Sharp spike in geopolitical risk puts tightly balanced oil markets on edge, the IEA said.
A sudden escalation in geopolitical risk in the Middle East, a region accounting for more than one-third of the world’s seaborne oil trade, has put oil markets on edge following the attack by Hamas on Israel.
What happens next remains highly uncertain. Latest monthly the IEA’s Oil Market Report notes that the fast-developing conflict comes against a backdrop of tightly balanced oil markets, a situation the IEA has been warning about for many months. Oil prices had already surged to almost $98 a barrel in mid-September after Saudi Arabia and Russia extended their voluntary production cuts through year-end, and as inventories of crude oil and distillate fell to exceptionally low levels.
By early October, benchmark Brent futures tumbled by more than $12 a barrel. Supply fears gave way to deteriorating economic indicators and signs high prices were eating into demand in the United States, where gasoline deliveries plunged to two-decade lows.
The hit to demand was even more substantial in many emerging and developing economies, where the rise in fuel prices was amplified by the strengthening US dollar and removal of subsidies.

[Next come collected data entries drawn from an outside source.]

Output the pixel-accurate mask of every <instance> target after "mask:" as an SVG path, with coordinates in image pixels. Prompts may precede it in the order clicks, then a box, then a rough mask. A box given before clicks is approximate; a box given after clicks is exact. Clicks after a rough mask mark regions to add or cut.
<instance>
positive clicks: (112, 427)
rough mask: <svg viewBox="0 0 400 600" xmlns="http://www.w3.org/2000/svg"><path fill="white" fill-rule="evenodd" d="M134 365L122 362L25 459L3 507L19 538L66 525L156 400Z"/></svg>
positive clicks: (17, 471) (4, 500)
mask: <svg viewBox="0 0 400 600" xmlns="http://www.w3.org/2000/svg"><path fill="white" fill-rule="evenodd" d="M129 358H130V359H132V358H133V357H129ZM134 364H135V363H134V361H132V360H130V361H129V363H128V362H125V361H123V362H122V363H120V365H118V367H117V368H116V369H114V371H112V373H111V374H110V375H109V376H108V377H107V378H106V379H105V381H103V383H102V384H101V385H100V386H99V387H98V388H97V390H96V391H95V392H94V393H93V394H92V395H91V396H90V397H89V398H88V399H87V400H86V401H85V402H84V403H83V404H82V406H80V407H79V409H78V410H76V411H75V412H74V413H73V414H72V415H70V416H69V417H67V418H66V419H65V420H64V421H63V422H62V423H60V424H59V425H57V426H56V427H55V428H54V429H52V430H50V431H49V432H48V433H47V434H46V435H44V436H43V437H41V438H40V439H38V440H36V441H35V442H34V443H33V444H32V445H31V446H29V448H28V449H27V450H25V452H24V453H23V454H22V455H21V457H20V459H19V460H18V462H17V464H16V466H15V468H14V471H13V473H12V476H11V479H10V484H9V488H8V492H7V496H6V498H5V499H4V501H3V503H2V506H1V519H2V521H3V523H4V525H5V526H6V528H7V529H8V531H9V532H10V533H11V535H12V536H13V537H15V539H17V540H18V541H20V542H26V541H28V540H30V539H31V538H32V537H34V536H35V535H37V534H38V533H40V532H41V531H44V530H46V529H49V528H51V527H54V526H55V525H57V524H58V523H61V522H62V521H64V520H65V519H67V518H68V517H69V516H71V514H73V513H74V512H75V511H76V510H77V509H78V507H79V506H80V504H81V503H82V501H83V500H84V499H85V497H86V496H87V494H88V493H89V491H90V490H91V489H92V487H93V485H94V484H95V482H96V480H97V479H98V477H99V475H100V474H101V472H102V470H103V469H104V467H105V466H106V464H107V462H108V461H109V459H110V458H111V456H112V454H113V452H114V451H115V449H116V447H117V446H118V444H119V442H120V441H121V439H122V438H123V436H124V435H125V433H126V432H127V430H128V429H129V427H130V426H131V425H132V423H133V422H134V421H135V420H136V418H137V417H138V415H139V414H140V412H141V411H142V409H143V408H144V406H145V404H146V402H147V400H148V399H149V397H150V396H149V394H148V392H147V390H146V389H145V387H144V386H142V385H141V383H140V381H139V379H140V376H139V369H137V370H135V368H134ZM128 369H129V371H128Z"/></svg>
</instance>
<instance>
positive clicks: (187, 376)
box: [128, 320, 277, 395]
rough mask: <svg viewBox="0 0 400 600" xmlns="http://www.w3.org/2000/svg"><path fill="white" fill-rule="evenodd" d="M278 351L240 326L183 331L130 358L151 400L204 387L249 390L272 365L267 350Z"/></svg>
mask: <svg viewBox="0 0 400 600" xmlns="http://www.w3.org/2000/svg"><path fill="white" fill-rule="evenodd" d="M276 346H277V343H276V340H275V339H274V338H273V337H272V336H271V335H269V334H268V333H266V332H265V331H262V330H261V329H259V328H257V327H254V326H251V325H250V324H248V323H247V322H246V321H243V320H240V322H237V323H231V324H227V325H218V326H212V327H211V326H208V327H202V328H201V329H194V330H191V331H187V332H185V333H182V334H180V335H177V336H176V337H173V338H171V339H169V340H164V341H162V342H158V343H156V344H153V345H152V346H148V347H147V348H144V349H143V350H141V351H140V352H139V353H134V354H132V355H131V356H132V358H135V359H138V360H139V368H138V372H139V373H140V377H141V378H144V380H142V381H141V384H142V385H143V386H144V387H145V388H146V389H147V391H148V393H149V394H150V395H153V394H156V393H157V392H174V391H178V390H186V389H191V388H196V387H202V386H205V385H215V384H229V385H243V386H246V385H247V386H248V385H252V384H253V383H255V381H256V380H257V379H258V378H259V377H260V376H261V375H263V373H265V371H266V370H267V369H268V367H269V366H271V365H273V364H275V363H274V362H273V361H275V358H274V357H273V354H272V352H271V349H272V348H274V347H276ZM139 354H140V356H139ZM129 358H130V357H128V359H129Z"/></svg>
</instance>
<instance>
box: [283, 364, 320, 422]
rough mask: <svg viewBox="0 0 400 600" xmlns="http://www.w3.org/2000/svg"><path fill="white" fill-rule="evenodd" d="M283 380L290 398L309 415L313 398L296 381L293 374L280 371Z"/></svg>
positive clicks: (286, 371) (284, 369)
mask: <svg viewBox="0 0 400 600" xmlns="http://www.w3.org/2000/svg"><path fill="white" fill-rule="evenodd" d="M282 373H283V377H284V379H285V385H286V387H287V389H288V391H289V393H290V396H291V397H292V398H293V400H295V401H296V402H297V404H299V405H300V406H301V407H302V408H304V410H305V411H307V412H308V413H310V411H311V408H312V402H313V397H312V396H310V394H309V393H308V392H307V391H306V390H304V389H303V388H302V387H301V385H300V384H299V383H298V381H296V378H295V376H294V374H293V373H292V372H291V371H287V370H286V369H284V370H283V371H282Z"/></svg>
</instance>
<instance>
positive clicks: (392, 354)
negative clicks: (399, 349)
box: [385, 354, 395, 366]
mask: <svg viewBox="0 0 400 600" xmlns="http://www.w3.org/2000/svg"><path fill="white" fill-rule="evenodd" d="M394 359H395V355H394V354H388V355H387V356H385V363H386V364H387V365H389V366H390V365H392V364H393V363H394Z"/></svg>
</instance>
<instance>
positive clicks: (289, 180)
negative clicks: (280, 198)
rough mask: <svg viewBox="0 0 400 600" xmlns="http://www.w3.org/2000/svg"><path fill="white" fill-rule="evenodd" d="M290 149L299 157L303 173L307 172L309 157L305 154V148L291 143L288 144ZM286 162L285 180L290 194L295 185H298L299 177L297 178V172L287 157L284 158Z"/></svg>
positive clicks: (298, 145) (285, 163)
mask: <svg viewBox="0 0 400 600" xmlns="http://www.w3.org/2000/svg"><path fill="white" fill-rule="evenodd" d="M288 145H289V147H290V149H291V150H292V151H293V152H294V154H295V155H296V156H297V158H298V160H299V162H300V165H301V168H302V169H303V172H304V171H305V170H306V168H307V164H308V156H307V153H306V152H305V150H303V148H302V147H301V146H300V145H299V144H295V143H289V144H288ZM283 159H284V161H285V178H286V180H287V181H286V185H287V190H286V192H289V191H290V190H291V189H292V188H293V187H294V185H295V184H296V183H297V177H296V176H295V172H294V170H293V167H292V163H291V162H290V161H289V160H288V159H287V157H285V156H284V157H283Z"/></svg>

However, demand growth has continued apace in China, India and Brazil, underpinning our forecast that global oil demand will rise by around 2.3 million barrels per day this year, the IEA reported.
Oil market adapts to ‘epic changes’, Petroleum Economist said. Epic changes in the oil market have created unexpected crude and product flows, says Dave Ernsberger, head of market reporting and trading solutions at S&P Global Commodity Insights.